Likewise, 61Dr Zafar Iqbal Cheema brought to light the significance of Pakistan’s relations with both Iran and Saudi Arabia with whom he believed Pakistan shares historical, cultural, and religious affinities. Dr Cheema observed that Pakistan is a Sunni-majority state with the second-largest Shiite population in the world after Iran, hence could not be overlooked neither could Pakistan afford to take sides between Tehran and Riyadh. He, therefore, stressed that Pakistan should not be over-committing itself to the Middle Eastern politics, or, more specifically, to the Tehran-Riyadh geopolitics at the expense of its own national interest and integrity. Dr Cheema also opined that Pakistan should not be expected to deal with Saudi Arabia and Iran in a holistic manner i.e. not to lump economic and cultural ties with that of Tehran-Riyadh’s mutual hostility. Instead, Islamabad should deal with Riyadh and Tehran separately and on bilateral basis, especially, when it comes to economic and cultural cooperation. He also brought to light that although Iran and Saudi Arabiahave been important allies of Pakistan, however, he cautioned that both should not further categorize Pakistan in terms of its demographic and sectarian identity or orientation and must avoid entangling Pakistan into their sectarian differences. Iran is an important regional state and cannot be excluded let alone be ignored when it comes to regional stability, particularly when it comes to Afghanistan’s future stability, which is directly linked with the stability and economic development of Pakistan’s largest province, Baluchistan.

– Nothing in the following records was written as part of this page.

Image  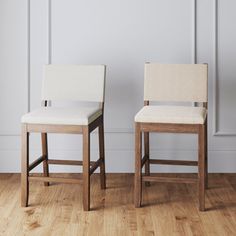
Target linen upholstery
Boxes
[144,63,208,102]
[135,106,207,124]
[21,107,102,125]
[42,65,105,102]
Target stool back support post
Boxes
[41,101,49,186]
[143,101,150,186]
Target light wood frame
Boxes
[21,101,106,211]
[134,101,208,211]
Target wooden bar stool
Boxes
[21,65,106,211]
[134,63,208,211]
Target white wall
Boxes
[0,0,236,172]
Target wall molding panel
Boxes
[212,0,236,136]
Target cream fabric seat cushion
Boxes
[21,107,102,125]
[135,106,207,124]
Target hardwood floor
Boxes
[0,174,236,236]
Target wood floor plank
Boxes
[0,174,236,236]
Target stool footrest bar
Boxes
[149,159,198,166]
[29,176,83,184]
[142,176,198,183]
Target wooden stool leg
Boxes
[98,124,106,189]
[83,127,90,211]
[144,132,150,186]
[205,120,208,189]
[134,123,142,207]
[21,124,29,207]
[198,125,206,211]
[41,133,49,186]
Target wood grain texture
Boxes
[0,174,236,236]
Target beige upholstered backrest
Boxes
[42,65,106,102]
[144,63,208,102]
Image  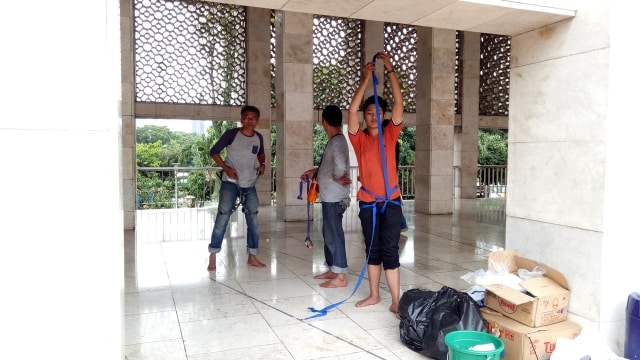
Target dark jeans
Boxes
[358,198,402,270]
[322,202,349,274]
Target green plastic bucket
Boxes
[444,330,504,360]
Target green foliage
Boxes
[478,129,507,165]
[313,123,329,166]
[136,125,172,145]
[136,172,174,209]
[136,141,162,167]
[398,126,416,166]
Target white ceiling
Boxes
[211,0,578,35]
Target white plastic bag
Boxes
[550,330,625,360]
[518,266,547,280]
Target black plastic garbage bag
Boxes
[398,286,487,360]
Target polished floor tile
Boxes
[124,199,505,360]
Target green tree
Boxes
[136,141,162,167]
[136,125,171,145]
[478,129,507,165]
[313,123,329,166]
[398,126,416,166]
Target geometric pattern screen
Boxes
[382,23,418,113]
[134,0,246,105]
[479,34,511,116]
[313,15,362,109]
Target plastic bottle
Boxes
[307,178,318,203]
[624,292,640,360]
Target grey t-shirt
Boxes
[209,127,264,188]
[318,133,350,202]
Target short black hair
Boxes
[322,105,342,127]
[240,105,260,118]
[362,95,389,113]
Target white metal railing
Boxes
[476,165,507,198]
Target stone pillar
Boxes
[245,7,271,205]
[459,31,480,199]
[275,11,314,221]
[415,27,456,214]
[120,0,136,230]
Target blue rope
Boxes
[300,54,402,320]
[298,178,313,249]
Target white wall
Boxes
[0,0,123,360]
[506,2,640,354]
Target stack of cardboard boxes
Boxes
[482,250,580,360]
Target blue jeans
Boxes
[209,181,259,255]
[322,202,349,274]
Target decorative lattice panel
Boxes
[313,15,362,109]
[134,0,246,105]
[480,34,511,116]
[453,31,463,114]
[384,23,418,113]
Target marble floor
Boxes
[124,198,505,360]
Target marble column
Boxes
[415,27,456,214]
[274,11,314,221]
[506,2,640,355]
[120,0,136,230]
[459,31,480,199]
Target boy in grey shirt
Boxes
[301,105,351,288]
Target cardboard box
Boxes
[484,250,571,327]
[481,308,580,360]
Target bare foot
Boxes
[320,274,347,288]
[313,270,338,279]
[356,296,380,307]
[247,254,267,267]
[207,253,216,271]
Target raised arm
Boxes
[378,52,404,124]
[347,62,376,134]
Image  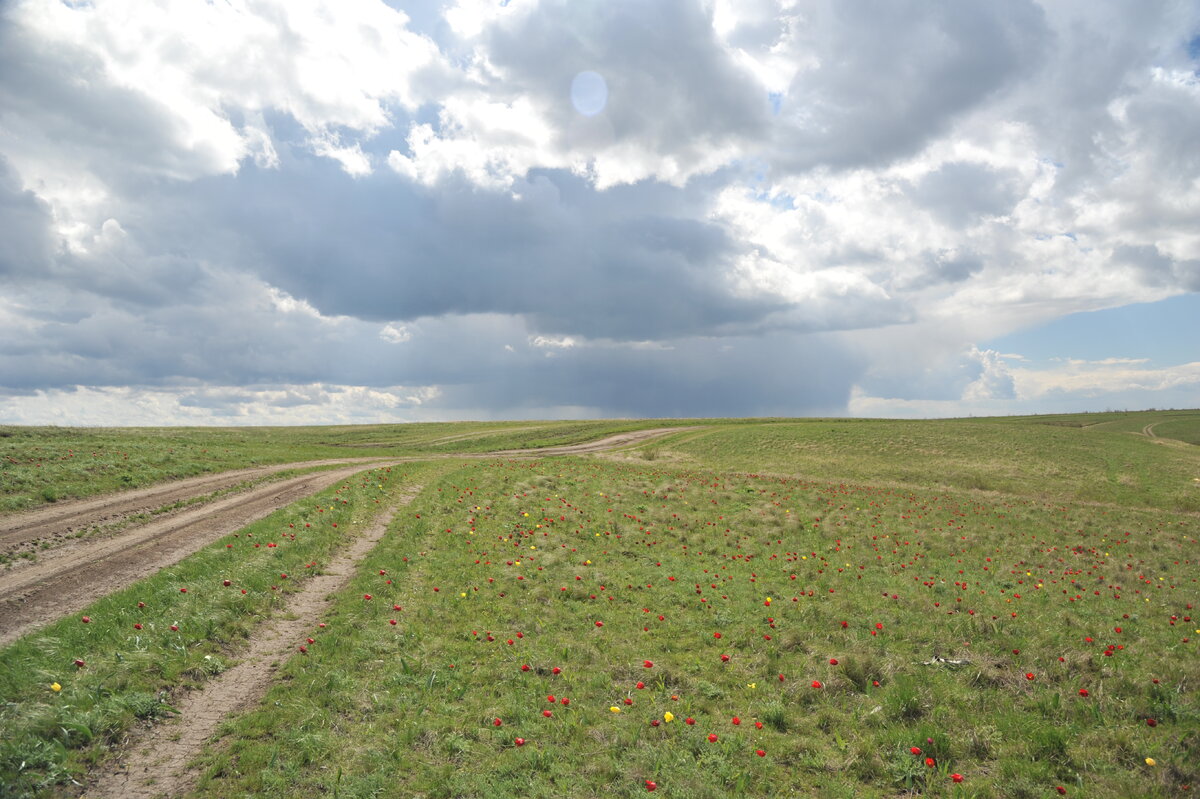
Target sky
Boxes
[0,0,1200,426]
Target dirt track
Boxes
[0,427,685,645]
[0,464,388,645]
[85,486,419,799]
[0,458,378,547]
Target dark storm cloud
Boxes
[0,154,54,275]
[124,161,785,341]
[436,335,863,416]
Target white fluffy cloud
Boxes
[0,0,1200,422]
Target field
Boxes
[0,411,1200,799]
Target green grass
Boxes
[187,448,1200,797]
[0,420,686,513]
[0,411,1200,799]
[0,467,446,797]
[673,411,1200,512]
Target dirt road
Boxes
[0,464,388,645]
[0,427,686,645]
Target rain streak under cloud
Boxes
[0,0,1200,425]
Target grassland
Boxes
[0,411,1200,799]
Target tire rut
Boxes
[85,486,420,799]
[0,464,398,645]
[0,458,380,546]
[0,427,692,647]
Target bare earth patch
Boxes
[85,487,419,799]
[0,464,398,645]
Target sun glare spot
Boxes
[571,70,608,116]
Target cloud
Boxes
[0,0,1200,423]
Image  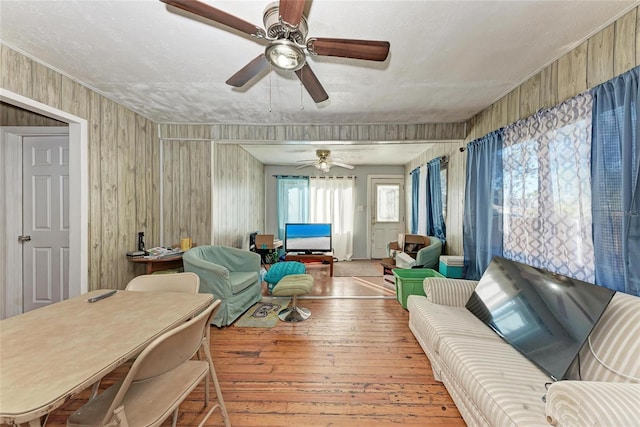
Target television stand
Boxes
[284,252,333,277]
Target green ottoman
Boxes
[271,274,313,322]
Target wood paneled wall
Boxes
[212,123,466,142]
[0,102,68,127]
[466,8,640,141]
[440,8,640,255]
[405,8,640,255]
[0,45,159,290]
[159,125,212,249]
[160,125,265,248]
[213,143,264,249]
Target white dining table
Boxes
[0,289,213,426]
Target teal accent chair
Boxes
[387,236,442,271]
[182,246,262,327]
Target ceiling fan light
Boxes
[265,39,305,71]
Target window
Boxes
[376,184,400,222]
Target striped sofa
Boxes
[407,278,640,427]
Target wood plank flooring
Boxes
[40,270,465,427]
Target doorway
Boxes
[0,88,89,319]
[367,175,405,259]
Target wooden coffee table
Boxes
[284,254,333,277]
[127,254,182,274]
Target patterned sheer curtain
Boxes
[277,175,309,239]
[502,93,595,283]
[309,177,355,261]
[591,68,640,295]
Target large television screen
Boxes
[284,223,331,253]
[466,257,615,380]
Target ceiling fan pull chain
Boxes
[269,64,273,112]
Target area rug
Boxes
[333,259,382,277]
[234,298,291,328]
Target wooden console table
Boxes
[284,254,333,277]
[129,254,182,274]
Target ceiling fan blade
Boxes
[278,0,304,27]
[307,38,390,61]
[296,64,329,103]
[331,162,355,169]
[225,53,269,87]
[160,0,264,36]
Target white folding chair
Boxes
[125,273,200,294]
[67,300,230,427]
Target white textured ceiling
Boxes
[0,0,638,166]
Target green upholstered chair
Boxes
[182,246,262,327]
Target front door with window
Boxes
[370,178,405,259]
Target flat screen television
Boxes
[466,257,615,380]
[284,223,331,254]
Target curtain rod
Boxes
[272,175,358,179]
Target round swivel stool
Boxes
[272,274,313,322]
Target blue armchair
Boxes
[182,246,262,327]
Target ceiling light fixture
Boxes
[264,39,306,71]
[316,160,331,173]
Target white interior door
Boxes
[370,177,404,259]
[19,135,69,312]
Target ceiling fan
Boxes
[296,150,354,172]
[160,0,390,103]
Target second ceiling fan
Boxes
[160,0,390,103]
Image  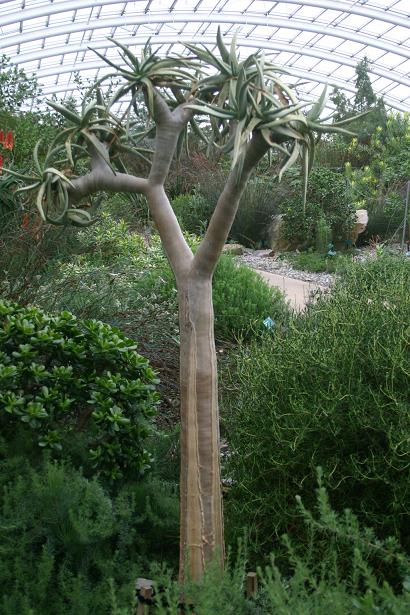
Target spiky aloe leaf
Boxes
[81,128,110,164]
[278,141,302,181]
[44,167,74,188]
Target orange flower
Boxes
[22,214,30,229]
[4,130,14,150]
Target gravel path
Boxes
[236,253,335,288]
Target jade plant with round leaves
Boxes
[0,301,159,480]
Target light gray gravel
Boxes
[235,252,335,288]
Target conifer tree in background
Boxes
[330,57,387,143]
[9,31,360,580]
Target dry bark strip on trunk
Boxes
[179,275,224,581]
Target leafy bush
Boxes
[0,455,178,615]
[224,256,410,554]
[282,168,355,246]
[172,174,282,247]
[116,486,410,615]
[0,301,158,479]
[146,255,289,341]
[213,256,289,339]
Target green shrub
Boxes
[0,455,178,615]
[0,301,158,479]
[116,487,410,615]
[172,174,278,247]
[282,168,356,246]
[147,255,289,341]
[316,217,332,254]
[223,256,410,554]
[213,256,289,340]
[172,190,216,235]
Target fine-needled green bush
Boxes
[146,255,289,341]
[112,482,410,615]
[0,458,179,615]
[0,301,158,479]
[224,256,410,554]
[213,256,289,339]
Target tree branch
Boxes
[194,133,269,277]
[146,91,193,276]
[68,143,148,203]
[148,91,193,186]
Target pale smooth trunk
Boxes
[178,274,224,581]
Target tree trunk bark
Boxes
[178,272,224,582]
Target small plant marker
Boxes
[246,572,258,598]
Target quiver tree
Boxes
[9,32,360,579]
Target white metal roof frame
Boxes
[0,0,410,111]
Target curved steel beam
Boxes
[0,12,410,59]
[37,64,409,112]
[30,36,410,88]
[0,0,409,28]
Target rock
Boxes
[267,214,290,252]
[253,250,275,258]
[349,209,369,244]
[222,243,244,256]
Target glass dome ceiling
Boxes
[0,0,410,111]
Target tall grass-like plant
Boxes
[225,256,410,564]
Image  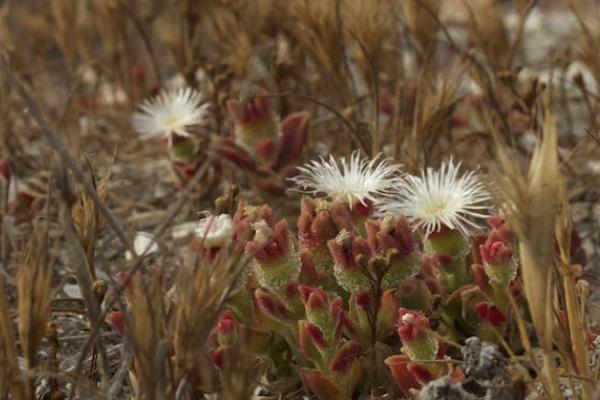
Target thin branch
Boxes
[2,59,137,257]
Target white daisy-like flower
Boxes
[195,214,235,248]
[132,87,209,140]
[290,151,403,206]
[125,231,160,261]
[379,159,490,237]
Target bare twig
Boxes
[2,60,137,257]
[54,169,109,392]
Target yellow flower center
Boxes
[425,201,448,216]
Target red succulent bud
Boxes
[212,346,229,370]
[217,310,238,336]
[384,354,421,395]
[479,232,512,265]
[356,290,373,312]
[302,370,342,400]
[398,308,431,343]
[327,233,371,269]
[366,218,416,256]
[406,363,433,386]
[304,322,327,349]
[471,264,492,293]
[300,250,319,285]
[475,303,506,327]
[298,197,338,247]
[0,158,12,181]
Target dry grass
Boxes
[0,0,600,400]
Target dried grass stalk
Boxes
[556,167,593,400]
[127,271,166,399]
[402,0,441,54]
[492,112,561,398]
[173,250,248,390]
[0,275,26,400]
[17,232,52,369]
[71,171,110,281]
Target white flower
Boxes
[132,88,208,139]
[196,214,235,248]
[290,151,403,206]
[125,231,160,261]
[379,159,490,237]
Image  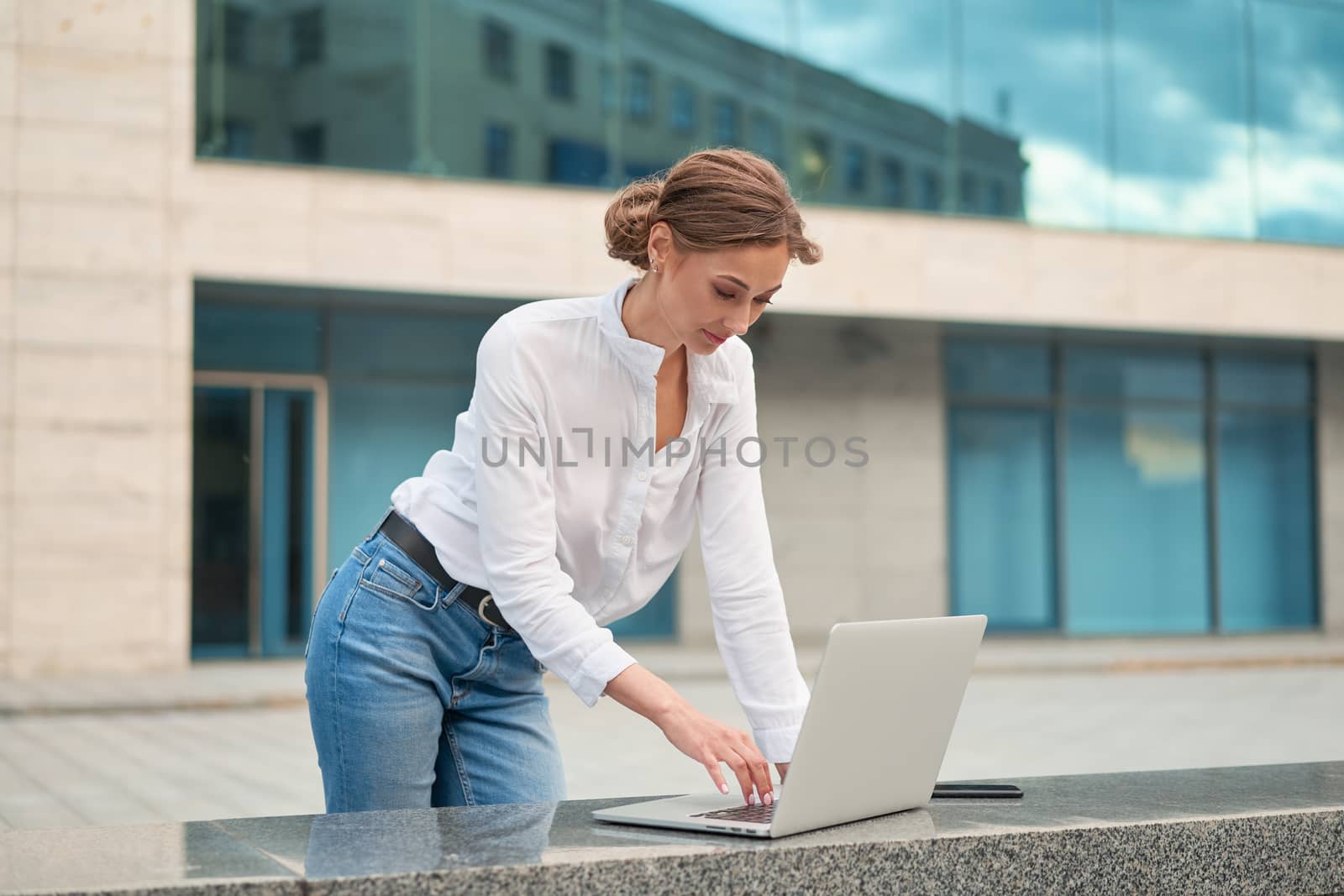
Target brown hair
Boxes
[606,148,822,270]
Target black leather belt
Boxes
[378,511,513,631]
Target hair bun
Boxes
[605,177,663,270]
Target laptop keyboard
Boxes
[690,802,780,825]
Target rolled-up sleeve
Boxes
[696,346,811,762]
[472,320,636,706]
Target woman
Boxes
[305,149,822,811]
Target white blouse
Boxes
[392,277,809,762]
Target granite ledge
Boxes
[0,762,1344,896]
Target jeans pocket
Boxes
[304,567,340,659]
[359,553,439,610]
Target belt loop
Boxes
[365,505,396,542]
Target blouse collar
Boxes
[598,277,738,405]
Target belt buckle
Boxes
[475,592,501,629]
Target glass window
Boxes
[546,43,574,99]
[751,112,785,165]
[714,97,738,146]
[1250,0,1344,244]
[289,7,327,67]
[949,407,1057,629]
[1214,352,1315,407]
[985,180,1008,215]
[798,130,833,196]
[486,125,513,177]
[223,118,255,159]
[882,159,906,208]
[289,123,327,165]
[1063,347,1205,401]
[1063,408,1212,634]
[668,81,695,132]
[224,3,255,65]
[1218,411,1317,631]
[957,0,1102,227]
[481,18,513,81]
[627,63,654,121]
[844,144,869,193]
[943,340,1051,399]
[919,168,942,211]
[958,170,979,212]
[598,62,620,113]
[193,302,323,374]
[1109,0,1254,237]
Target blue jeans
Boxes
[304,510,564,813]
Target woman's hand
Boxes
[603,663,789,804]
[654,703,774,804]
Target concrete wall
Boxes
[1315,344,1344,636]
[0,0,193,676]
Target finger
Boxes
[723,747,751,806]
[701,755,728,794]
[744,744,774,804]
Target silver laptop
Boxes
[593,616,985,837]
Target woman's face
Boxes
[650,222,789,354]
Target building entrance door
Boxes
[191,372,327,658]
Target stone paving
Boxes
[0,645,1344,831]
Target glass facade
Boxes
[197,0,1344,244]
[945,338,1317,634]
[192,294,677,657]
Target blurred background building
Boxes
[0,0,1344,677]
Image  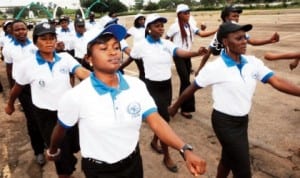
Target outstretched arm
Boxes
[147,112,206,176]
[248,32,279,46]
[176,47,207,58]
[264,52,300,61]
[268,76,300,96]
[5,83,23,115]
[168,83,200,116]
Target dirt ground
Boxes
[0,9,300,178]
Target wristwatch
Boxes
[179,143,193,160]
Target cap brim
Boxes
[85,24,127,43]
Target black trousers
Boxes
[145,79,172,122]
[35,106,80,175]
[18,85,45,155]
[81,146,144,178]
[173,57,196,112]
[212,110,251,178]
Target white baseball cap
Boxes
[176,4,190,14]
[145,14,168,28]
[84,24,127,43]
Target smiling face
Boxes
[148,20,165,39]
[88,34,121,74]
[223,30,247,55]
[12,22,28,42]
[35,33,56,53]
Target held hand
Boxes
[4,104,15,115]
[184,151,206,176]
[200,22,206,31]
[46,148,60,161]
[289,59,300,70]
[198,47,208,56]
[270,32,280,43]
[168,105,178,117]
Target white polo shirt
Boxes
[127,27,145,44]
[167,21,199,50]
[56,28,76,50]
[195,50,274,116]
[2,39,37,79]
[58,73,157,163]
[74,33,87,59]
[130,36,177,81]
[16,52,80,111]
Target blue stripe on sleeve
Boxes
[261,72,274,83]
[57,119,72,129]
[142,108,157,120]
[71,64,81,74]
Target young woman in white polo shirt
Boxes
[169,22,300,178]
[130,14,207,172]
[166,4,217,119]
[47,24,205,178]
[5,23,90,178]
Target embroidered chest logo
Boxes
[59,68,69,74]
[127,102,141,117]
[39,79,46,88]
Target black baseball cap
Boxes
[32,22,56,36]
[217,22,252,43]
[74,18,85,26]
[221,5,243,22]
[59,15,70,23]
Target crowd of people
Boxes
[0,4,300,178]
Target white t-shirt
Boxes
[127,27,145,44]
[130,36,177,81]
[2,39,37,79]
[58,73,157,163]
[195,50,273,116]
[167,22,199,50]
[15,52,80,111]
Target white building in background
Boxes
[0,0,80,9]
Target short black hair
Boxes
[221,5,243,22]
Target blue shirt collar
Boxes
[36,51,61,65]
[90,72,129,99]
[221,49,247,68]
[60,28,70,32]
[76,32,83,38]
[12,38,31,47]
[146,35,162,44]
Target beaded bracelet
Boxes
[46,148,60,157]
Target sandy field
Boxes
[0,9,300,178]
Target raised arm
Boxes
[147,112,206,176]
[176,47,207,58]
[268,76,300,96]
[264,52,300,61]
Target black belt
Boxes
[82,145,140,166]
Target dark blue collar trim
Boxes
[90,72,129,99]
[12,38,31,47]
[146,35,162,44]
[36,51,61,65]
[221,50,247,68]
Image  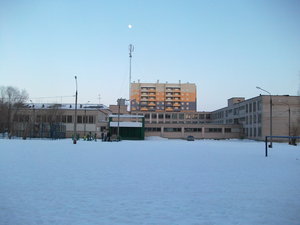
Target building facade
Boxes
[7,95,300,140]
[211,95,300,140]
[130,82,197,112]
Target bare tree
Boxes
[0,86,28,138]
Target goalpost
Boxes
[265,136,300,157]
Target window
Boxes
[185,114,192,119]
[257,101,261,111]
[205,128,222,133]
[164,127,181,132]
[89,116,94,123]
[253,102,256,112]
[145,127,161,132]
[257,114,261,123]
[67,116,73,123]
[257,127,261,137]
[225,128,231,133]
[184,128,202,132]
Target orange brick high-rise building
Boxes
[130,82,197,112]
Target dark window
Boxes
[253,102,256,112]
[184,128,202,132]
[145,127,161,132]
[67,116,73,123]
[225,128,231,133]
[89,116,94,123]
[205,128,222,133]
[164,127,181,132]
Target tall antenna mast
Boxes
[128,44,134,112]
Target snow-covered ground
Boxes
[0,138,300,225]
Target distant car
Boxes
[186,136,195,141]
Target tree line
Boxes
[0,86,29,138]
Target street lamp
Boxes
[84,101,90,136]
[256,87,273,148]
[73,76,78,144]
[280,101,291,143]
[128,44,134,112]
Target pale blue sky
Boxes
[0,0,300,111]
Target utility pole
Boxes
[256,87,273,148]
[128,44,134,112]
[73,76,78,144]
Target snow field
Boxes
[0,138,300,225]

No doubt Iran and KSA are important regional players and it is in the best interest of Pakistan to see both brotherly countries developing friendly and cooperative relationship. The continuing fissure between Tehran and Riyadh could aggravate already chaotic situation in the Middle East which can seriously undermine Pakistan’s ongoing operation against terrorists and extremist groups. Further turmoil in the Middle East would only help the extremists groups to expand their extreme ideology and flourish in the vacuum that failed states and war-torn societies offer. Therefore, Iran and Saudi Arabia must not play in the hands of extremists and shun their state-centric view of conventional geopolitics. The future stability and development of Middle East and Southwest Asia at large, depends on the nature of Saudi and Iranian geopolitics. Their sectarian based or inspired geopolitics can engulf other countries especially Pakistan where sectarian violence and terrorism has been creating immense devastation. It is, therefore, in Pakistan’s best interests to see Tehran and Riyadh engaged in constructive geopolitics. However, Pakistan, as mentioned earlier in the report should not be over-committing itself to the Middle Eastern politics or more specifically, Tehran-Riyadh geopolitics at the expense of its own national interest and integrity.